Now the magical bit: the game is broken. Some of the levels don't display properly on modern screens, which occasionally makes the intended solution impossible. For example, in the hint for level 60, there is an indicator suggesting you draw a portal - which is something you can do btw, game never lets you know that outside of hints lol - draw the portal OUTSIDE of the screen. You can just see the edge of the indicator.

Now with some games, this breaks them. In our screen filled hellscape I think everyone has experienced something only partially displaying onscreen, making it untouchable. But miraculously, for Blek, this invites for some truly clever innovation. If you look up Level 60 solutions on YouTube (like I did once hitting this roadblock), you will find tons of different approaches: reversing the motion of the line by bouncing off the wall, then entering the portal, drawing an extra long portion to reach over to where the portal would have come out, some strange worm-thing that inches back and forth, deftly wrapping around obstacles. It's BEAUTIFUL. And sometimes this happens naturally in the game, and the game is totally cool with it. To see it happen mistakenly and have players to overcome the odds and come up with new approaches, that's magical. It's so uncommon for a puzzle game to allow for this much variety in solutions and it's wonderfully refreshing. This game doesn't feel a day old.

So Blek devs, please never fix your game, I love it as it is.

Playing JellyCar Worlds, it feels like no time has passed at all since the original game I used to play practically daily on my iPod Touch. Worlds is built on the same solid grounding of pure fun, low consequences that the original had. It's not hard to tell each level was built with love and care while still allowing so much room for the player to push the boundaries (sometimes literally).

I wish I could try out the custom car sounds, but I don't think that feature is available on Switch. Designing my own car was a lot of fun though, especially when I found out the burger design I drew coincidentally had matching tires and an antenna to go with it. The car variety was nice too, and the different cars actually had their own little pros and cons that actually made me swap back and forth (though I think if I had to stick with one, it'd be the tank which seems like the most direct upgrade over the original).

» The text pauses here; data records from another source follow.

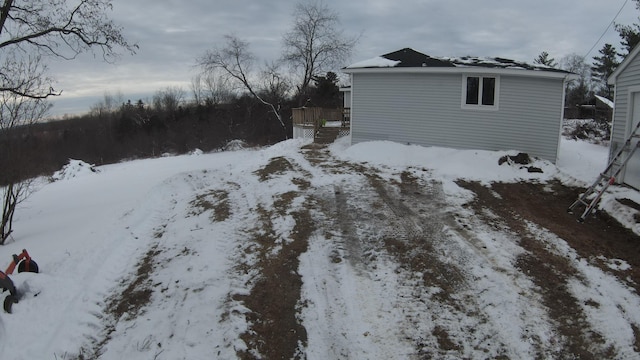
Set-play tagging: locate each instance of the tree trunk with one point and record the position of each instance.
(9, 203)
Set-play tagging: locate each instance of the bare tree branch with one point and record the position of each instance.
(315, 44)
(236, 61)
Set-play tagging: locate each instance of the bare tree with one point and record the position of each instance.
(168, 99)
(17, 110)
(315, 44)
(29, 32)
(578, 90)
(237, 62)
(211, 88)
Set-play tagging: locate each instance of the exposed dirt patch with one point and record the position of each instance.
(598, 237)
(128, 304)
(275, 332)
(277, 166)
(216, 201)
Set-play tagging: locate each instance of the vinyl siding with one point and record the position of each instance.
(629, 78)
(426, 109)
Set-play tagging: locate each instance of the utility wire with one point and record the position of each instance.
(605, 30)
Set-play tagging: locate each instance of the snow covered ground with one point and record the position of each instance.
(184, 227)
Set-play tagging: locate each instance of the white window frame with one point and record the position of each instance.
(480, 106)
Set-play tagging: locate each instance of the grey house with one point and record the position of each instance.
(626, 113)
(465, 103)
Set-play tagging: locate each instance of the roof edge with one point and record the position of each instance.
(612, 79)
(466, 70)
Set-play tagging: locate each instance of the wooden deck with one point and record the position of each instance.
(311, 120)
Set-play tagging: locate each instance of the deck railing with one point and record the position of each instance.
(312, 116)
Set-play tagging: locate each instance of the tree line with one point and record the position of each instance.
(234, 96)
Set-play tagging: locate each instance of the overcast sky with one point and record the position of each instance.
(173, 33)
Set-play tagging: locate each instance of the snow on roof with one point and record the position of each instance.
(605, 101)
(408, 57)
(376, 62)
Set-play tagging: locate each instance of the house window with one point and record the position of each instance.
(480, 92)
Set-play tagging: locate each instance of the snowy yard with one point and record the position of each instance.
(376, 251)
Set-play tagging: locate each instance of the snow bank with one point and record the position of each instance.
(75, 168)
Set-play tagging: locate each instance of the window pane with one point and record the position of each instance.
(473, 87)
(488, 91)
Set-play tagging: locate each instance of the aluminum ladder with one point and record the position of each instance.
(607, 177)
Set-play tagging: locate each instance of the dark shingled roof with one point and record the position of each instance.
(408, 57)
(411, 58)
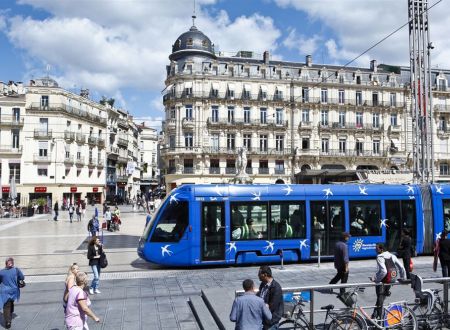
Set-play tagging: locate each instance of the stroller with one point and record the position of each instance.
(115, 223)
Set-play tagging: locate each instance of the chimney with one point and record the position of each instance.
(309, 60)
(266, 57)
(373, 65)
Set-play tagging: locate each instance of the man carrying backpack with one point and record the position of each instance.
(389, 269)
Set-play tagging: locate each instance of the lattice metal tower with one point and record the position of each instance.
(421, 92)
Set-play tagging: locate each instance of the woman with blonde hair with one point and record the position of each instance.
(70, 282)
(78, 303)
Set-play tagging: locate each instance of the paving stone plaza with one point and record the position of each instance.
(135, 294)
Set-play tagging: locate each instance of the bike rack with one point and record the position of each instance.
(311, 289)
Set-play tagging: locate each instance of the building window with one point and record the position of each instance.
(172, 141)
(231, 115)
(376, 147)
(359, 147)
(44, 101)
(375, 99)
(247, 142)
(358, 98)
(214, 113)
(342, 146)
(263, 115)
(393, 99)
(247, 115)
(305, 143)
(215, 142)
(341, 96)
(305, 116)
(359, 119)
(324, 95)
(376, 120)
(189, 140)
(325, 145)
(42, 171)
(279, 142)
(394, 121)
(279, 116)
(189, 115)
(231, 141)
(305, 94)
(341, 118)
(263, 142)
(14, 171)
(324, 117)
(15, 138)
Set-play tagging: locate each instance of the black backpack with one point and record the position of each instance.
(392, 273)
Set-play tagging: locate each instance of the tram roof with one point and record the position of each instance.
(262, 191)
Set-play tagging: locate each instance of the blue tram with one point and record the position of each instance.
(236, 224)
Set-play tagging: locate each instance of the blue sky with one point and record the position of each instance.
(119, 48)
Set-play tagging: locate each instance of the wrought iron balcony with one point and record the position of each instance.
(42, 134)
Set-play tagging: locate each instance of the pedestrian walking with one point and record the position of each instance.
(10, 277)
(95, 250)
(70, 282)
(249, 311)
(56, 209)
(341, 261)
(71, 211)
(442, 252)
(78, 303)
(404, 251)
(78, 211)
(388, 269)
(272, 294)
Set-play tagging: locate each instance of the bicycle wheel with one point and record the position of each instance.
(346, 322)
(298, 324)
(409, 320)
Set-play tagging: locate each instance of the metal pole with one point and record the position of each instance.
(318, 253)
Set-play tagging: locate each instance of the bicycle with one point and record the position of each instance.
(428, 305)
(396, 315)
(296, 319)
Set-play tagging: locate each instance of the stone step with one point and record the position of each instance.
(202, 314)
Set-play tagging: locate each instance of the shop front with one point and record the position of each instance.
(42, 199)
(94, 197)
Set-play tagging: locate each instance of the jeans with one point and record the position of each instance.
(96, 280)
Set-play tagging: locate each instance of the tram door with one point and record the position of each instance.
(400, 214)
(213, 232)
(327, 225)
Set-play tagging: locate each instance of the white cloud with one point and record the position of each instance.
(358, 26)
(303, 44)
(110, 45)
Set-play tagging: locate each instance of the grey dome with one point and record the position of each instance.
(192, 42)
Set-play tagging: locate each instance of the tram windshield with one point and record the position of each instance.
(172, 222)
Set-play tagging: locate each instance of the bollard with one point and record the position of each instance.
(318, 253)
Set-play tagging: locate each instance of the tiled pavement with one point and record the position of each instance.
(135, 295)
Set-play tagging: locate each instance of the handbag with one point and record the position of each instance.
(20, 283)
(103, 260)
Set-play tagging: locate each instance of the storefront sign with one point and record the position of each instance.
(40, 189)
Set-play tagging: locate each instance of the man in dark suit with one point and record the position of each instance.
(272, 294)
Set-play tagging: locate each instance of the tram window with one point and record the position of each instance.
(248, 221)
(365, 218)
(172, 223)
(446, 217)
(287, 220)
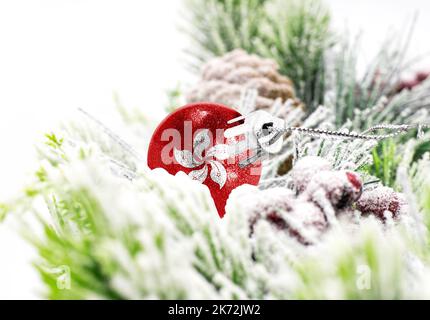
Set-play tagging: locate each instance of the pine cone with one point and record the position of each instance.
(224, 78)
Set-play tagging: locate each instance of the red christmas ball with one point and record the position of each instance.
(191, 139)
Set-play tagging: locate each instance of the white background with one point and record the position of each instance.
(57, 55)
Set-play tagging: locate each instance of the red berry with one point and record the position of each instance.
(286, 213)
(421, 76)
(341, 188)
(380, 200)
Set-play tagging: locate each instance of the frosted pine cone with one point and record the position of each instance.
(224, 79)
(381, 201)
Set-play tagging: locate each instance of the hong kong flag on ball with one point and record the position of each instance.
(191, 139)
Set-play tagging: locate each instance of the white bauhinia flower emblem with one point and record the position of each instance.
(195, 159)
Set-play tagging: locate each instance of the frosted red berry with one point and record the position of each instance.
(380, 201)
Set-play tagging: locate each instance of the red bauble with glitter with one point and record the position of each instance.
(191, 140)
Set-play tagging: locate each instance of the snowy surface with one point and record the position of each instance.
(60, 55)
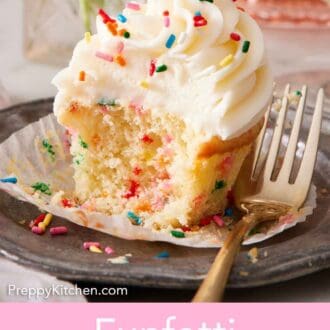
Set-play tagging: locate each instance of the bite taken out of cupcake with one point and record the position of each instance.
(163, 105)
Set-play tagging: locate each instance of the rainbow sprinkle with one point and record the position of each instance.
(83, 143)
(49, 148)
(120, 60)
(120, 47)
(104, 56)
(108, 250)
(42, 187)
(133, 6)
(9, 180)
(121, 18)
(170, 41)
(152, 68)
(219, 185)
(87, 37)
(235, 36)
(112, 28)
(161, 68)
(132, 216)
(107, 102)
(246, 46)
(199, 21)
(82, 76)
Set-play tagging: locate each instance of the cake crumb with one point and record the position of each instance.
(324, 191)
(121, 260)
(253, 255)
(244, 273)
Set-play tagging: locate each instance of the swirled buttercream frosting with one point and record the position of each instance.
(201, 60)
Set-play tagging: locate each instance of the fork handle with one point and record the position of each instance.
(213, 286)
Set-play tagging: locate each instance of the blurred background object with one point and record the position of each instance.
(289, 12)
(297, 35)
(52, 27)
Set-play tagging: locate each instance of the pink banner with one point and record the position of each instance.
(164, 316)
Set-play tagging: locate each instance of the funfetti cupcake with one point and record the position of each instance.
(163, 105)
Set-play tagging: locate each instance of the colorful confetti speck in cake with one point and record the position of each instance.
(49, 148)
(82, 143)
(178, 234)
(42, 187)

I've seen it been mentioned by someone else, but the skull levels are ridiculously difficult compared to anything else in the game. It's fun to have a big challenge as a reward for getting through everything else, but the movement required to beat some of them is insanely precise and often fidgety. They quickly go from fun to frustrating when you fall back to the start in Getting Over It style fashion.

As of writing this there are 6 worlds with 2 more yet to come, plus a level editor. The price already fits the bill for the amount in 6 worlds, and this game is easy to step back into so I feel fine with the slight incompleteness of the game on release, if anything just because that means the fun isn't yet going to end.